American sports administrator

Dan Beebe (born February 27, 1957) was the commissioner of the Ohio Valley Conference from 1989 to 2003 and Big 12 Conference from 2007 to 2011.

==Early life==
Beebe grew up in Walla Walla, Washington and played two years football at Walla Walla Community College before getting a scholarship. In 1979 he received a bachelor's degree from California State Polytechnic University, Pomona where he was team captain on their football team. In 1982 he graduated from the University of California, Hastings College of the Law.

==Southern Methodist University case==
His first job out of school was working in enforcement of NCAA rules from 1982 to 1986. He was assistant director of athletics at Wichita State University from 1986 to 1987. In 1987 he was named director of enforcement for the NCAA with his most notable case being the imposition of the "death penalty" against Southern Methodist University in the Southern Methodist University football scandal.

From 1989 to 2003, he was commissioner of the Ohio Valley Conference.

==Big 12==
In 2003 he joined the Big 12 as senior associate commissioner and chief operating officer. On September 5, 2007, he was promoted to commissioner.

Beebe had a stormy experience at the Big 12 helm. The University of Nebraska–Lincoln moved to the Big Ten Conference and the University of Colorado moved to the Pac-12 Conference, both at the end of the 2010–2011 season. Then Texas A&M University and the University of Missouri announced in the fall of 2011 that they were moving to the SEC Conference at the end of the 2011–2012 season. The moves ended Missouri's and Nebraska's 100+ year relationship to the conference, and ended a 100+ year rivalry between Texas A&M and the University of Texas.

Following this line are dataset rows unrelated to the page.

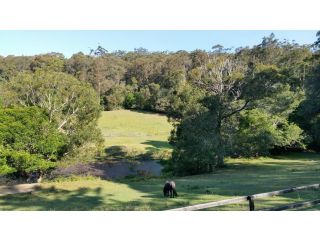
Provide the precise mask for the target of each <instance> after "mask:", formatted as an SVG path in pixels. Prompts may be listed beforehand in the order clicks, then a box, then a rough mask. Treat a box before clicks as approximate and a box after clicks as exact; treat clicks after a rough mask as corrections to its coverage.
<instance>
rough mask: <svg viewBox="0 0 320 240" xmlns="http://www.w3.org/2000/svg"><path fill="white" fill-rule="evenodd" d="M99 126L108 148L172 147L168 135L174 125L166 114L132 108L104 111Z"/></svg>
mask: <svg viewBox="0 0 320 240" xmlns="http://www.w3.org/2000/svg"><path fill="white" fill-rule="evenodd" d="M99 127H100V128H101V131H102V134H103V136H104V138H105V146H106V147H107V148H108V147H115V146H125V147H128V148H133V149H137V150H140V151H148V150H155V149H170V145H169V144H168V137H169V135H170V131H171V128H172V127H171V125H170V123H169V122H168V121H167V117H166V116H164V115H160V114H154V113H148V112H138V111H130V110H117V111H107V112H103V113H102V116H101V118H100V119H99Z"/></svg>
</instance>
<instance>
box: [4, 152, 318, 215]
mask: <svg viewBox="0 0 320 240" xmlns="http://www.w3.org/2000/svg"><path fill="white" fill-rule="evenodd" d="M227 164H228V166H229V167H228V168H226V169H223V170H219V171H218V172H217V173H213V174H205V175H197V176H190V177H182V178H175V179H174V180H175V181H176V183H177V190H178V194H179V197H178V198H175V199H164V198H163V197H162V187H163V183H164V181H165V179H163V178H151V179H124V180H121V181H106V180H101V179H94V178H75V179H73V180H72V179H69V180H62V179H61V181H60V182H48V183H43V184H42V190H39V191H37V192H34V193H28V194H17V195H7V196H1V197H0V209H1V210H164V209H170V208H175V207H181V206H187V205H191V204H198V203H204V202H209V201H217V200H221V199H226V198H232V197H235V196H242V195H248V194H254V193H261V192H269V191H273V190H280V189H284V188H288V187H293V186H301V185H307V184H312V183H319V182H320V177H319V176H320V155H319V154H312V153H304V154H303V153H296V154H289V155H285V156H280V157H274V158H258V159H228V161H227ZM206 191H207V192H208V191H209V194H208V193H206ZM319 198H320V191H302V192H296V193H292V194H285V195H282V196H279V197H273V198H269V199H262V200H259V201H256V203H255V204H256V208H257V209H262V208H267V207H275V206H278V205H282V204H289V203H293V202H300V201H308V200H313V199H319ZM317 208H318V209H319V207H316V208H312V209H317ZM247 209H248V207H247V204H237V205H229V206H225V207H220V208H215V209H214V210H247ZM308 210H310V209H308Z"/></svg>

The departures of Missouri and Texas A&M had been prompted by a deal between the University of Texas and ESPN to broadcast games on the Longhorn Network, which was valued at $300 million over 25 years. The departures of Nebraska and Colorado, which had destabilized the conference the previous year, were no small factor either. Texas also said it would broadcast high school highlights (which other schools felt would put them at a disadvantage when recruiting future players) and Texas initially indicated it would not share revenue from the deal with its fellow conference members. The NCAA ruled that televising potential recruits' games would not be allowed before revenue sharing could be done. Texas had been talking about such an arrangement since 2007.

After some schools, in particular the University of Oklahoma and its president David Boren, urged Beebe's ouster for not doing enough to address schools' concerns, he was ousted on September 23, 2011.

Beebe said that he had proposed equal revenue distribution in the conference as early as 2008 but that the conference had not voted on it. Further he noted he had negotiated a 13-year $1 billion deal with Fox Sports.